Silaturahmi dengan Forkopimda Jatim, Khofifah Kenalkan Kembali Nawa Bhakti Satya

425
Gubernur dan Wakil Gubernur Jatim, Khofifah Indar Parawansa dan Emil Elestianto Dardak ketika melaksanakan Halal Bihalal di Gedung Negara Grahadi, Selasa (11/6).

Gubernur Jatim Khofifah Indar Parawansa meminta segenap ASN lingkup Pemprov Jatim memberikan pelayanan maksimal pada masyarakat. Hal itu, ia sampaikan dalam acara Halal Bihalal dengan Forum Komunikasi Pimpinan Daerah (Forkopimda) kab/ kota dan bupati/ walikota se-Jatim di Gedung Negara Grahadi, Surabaya, Selasa (11/6).

Menurutnya momentum tersebut cukup tepat untuk mengenalkan kembali program Nawa Bhakti Satya. Sebab, pengenalan tersebut bisa mendorong ASN mengenal kembali tugas dan pokoknya sebagai pelayan masyarakat.

“Kami ingin menyisir, bersilaturahim, dan bermaaf-maafan sembari memberikan pesan pembinaan kepegawaian dan memperkenalkan Nawa Bhakti Satya,” katanya usai acara tersebut berlangsung.

Khofifah menambahkan, penjelasan program itu penting disampaikan agar segenap pegawai bisa memberi pelayanan terbaik, sesuai dengan slogan “CETTAR”, Cepat Cepat, Efektif, Tanggap, Transparansi, dan Responsif. Sehingga sensitivitas para pegawai bisa terbangun dan tidak hanya berupa given.
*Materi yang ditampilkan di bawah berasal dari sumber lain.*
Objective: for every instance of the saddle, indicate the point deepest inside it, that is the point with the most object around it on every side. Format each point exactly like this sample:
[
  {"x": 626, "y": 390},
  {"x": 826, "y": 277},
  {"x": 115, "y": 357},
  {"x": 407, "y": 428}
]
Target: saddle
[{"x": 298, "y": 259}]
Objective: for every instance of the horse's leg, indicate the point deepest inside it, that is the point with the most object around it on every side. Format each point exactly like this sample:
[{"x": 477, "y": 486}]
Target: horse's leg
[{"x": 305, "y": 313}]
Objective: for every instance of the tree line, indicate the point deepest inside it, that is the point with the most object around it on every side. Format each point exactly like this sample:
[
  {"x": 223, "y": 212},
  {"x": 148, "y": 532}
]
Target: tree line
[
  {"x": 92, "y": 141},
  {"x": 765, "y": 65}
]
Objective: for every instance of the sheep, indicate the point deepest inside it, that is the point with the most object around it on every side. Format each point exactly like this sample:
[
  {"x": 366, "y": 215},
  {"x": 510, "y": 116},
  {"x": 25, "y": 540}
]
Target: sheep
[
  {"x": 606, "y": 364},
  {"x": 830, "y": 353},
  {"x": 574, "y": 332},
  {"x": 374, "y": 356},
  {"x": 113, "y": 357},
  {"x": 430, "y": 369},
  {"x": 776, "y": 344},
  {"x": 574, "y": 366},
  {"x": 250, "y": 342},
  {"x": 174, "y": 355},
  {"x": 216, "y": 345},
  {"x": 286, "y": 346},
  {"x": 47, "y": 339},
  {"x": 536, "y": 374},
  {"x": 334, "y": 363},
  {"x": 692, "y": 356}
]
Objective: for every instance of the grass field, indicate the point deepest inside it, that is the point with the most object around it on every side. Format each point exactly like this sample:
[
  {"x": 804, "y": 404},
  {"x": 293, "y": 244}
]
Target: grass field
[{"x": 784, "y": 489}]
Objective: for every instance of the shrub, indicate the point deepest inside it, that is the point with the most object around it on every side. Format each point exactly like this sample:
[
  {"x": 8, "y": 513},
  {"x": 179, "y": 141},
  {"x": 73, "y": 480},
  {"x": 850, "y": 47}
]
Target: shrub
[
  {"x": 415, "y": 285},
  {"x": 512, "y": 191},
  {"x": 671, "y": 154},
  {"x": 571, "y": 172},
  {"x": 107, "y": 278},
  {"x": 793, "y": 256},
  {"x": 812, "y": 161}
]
Baca Juga  Khofifah Sahur Bersama Pengayuh Becak dan Petugas Kebersihan di Bojonegoro

“Kita perlu para pegawai Pemprov Jatim tidak sekedar memberi respon cepat tapi  juga tanggap, akuntabel dan efisien,” tambahnya.

Perempuan nomor satu Jatim ini melanjutkan, ke depan program Nawa Bhakti Satya akan dikristalisasi pada Rencana Pembangunan Jangka Menengah Daerah (RPJMD). Sehingga konsep tersebut harus benar-benar dipahami seluruh pegawai.

Sementara, penerapan respon CETTAR bisa diwujudkan dengan melakukan pengecekan ketika ada aduan dari masyarakat. Dicontohkannya, ketika ada jalan rusak, langsung diperiksa, apakah hal itu milik provnsi, nasional, kabupaten atau kota. Dengan itu, nantinya bisa segera dicarikan solusi terbaik dari masalah tersebut. Demikian pula dalam sektor pendidikan dan kesehatan.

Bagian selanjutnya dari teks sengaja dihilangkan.